T. M. Harrison, M. T. Heizler, K. Burke

Individual microcline-bearing clasts in cores from depths of 2.17, 3.27, 3.34, 3.57, and 4.40 km provided to us by the Oklahoma Geological Survey yield 40Ar/39Ar age spectra showing a clear correlation for the Pennsylvanian-Permian granite wash between depth and radiogenic 40Ar (40Ar^sext) loss, consistent with the expectation that the deeper parts of the Anadarko basin have experienced the higher temperatures. A less-expected result is that the initial ages in the five age spectra converge at ~100 Ma, indicating these samples were hot enough to cause diffusive loss of 40Ar^sext from the microcline lattice until as late as Albian times.
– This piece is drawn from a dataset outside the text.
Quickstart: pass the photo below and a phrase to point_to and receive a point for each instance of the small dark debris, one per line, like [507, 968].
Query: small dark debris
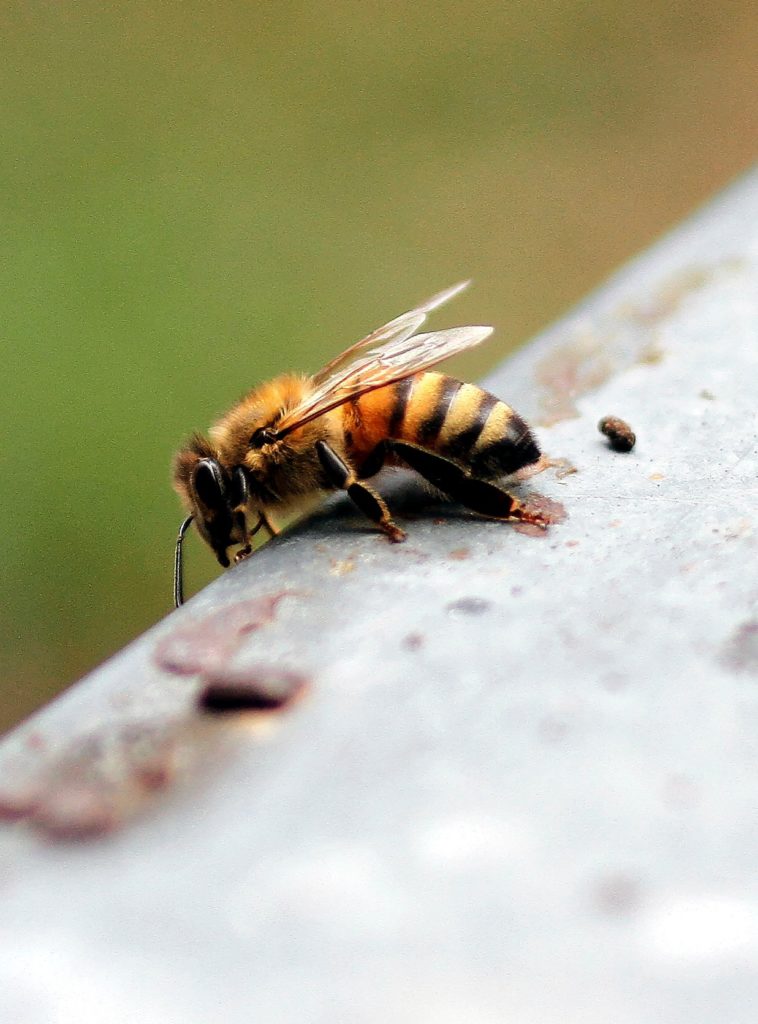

Activation energies for this process are very similar to som of those involved in producing fluid hydrocarbons from organic matter. We therefore suggest that although there is good evidence of petroleum generation in the Anadarko basin by the end of the Permian, progressively larger volumes of source rock may have resided within the oil window in the Triassic to Early Cretaceous as the thick sediments of the basin warmed by conduction. Plateau ages indicate that temperatures as high as 180°C were obtained during the Mesozoic in rocks now lying at a depth of about 4 km. The coherence of the age spectra strongly suggest abrupt uplift of the basin beginning 100 Ma moving perhaps 2 km of sediment by erosion.

AAPG Search and Discovery Article #91038©1987 AAPG Annual Convention, Los Angeles, California, June 7-10, 1987.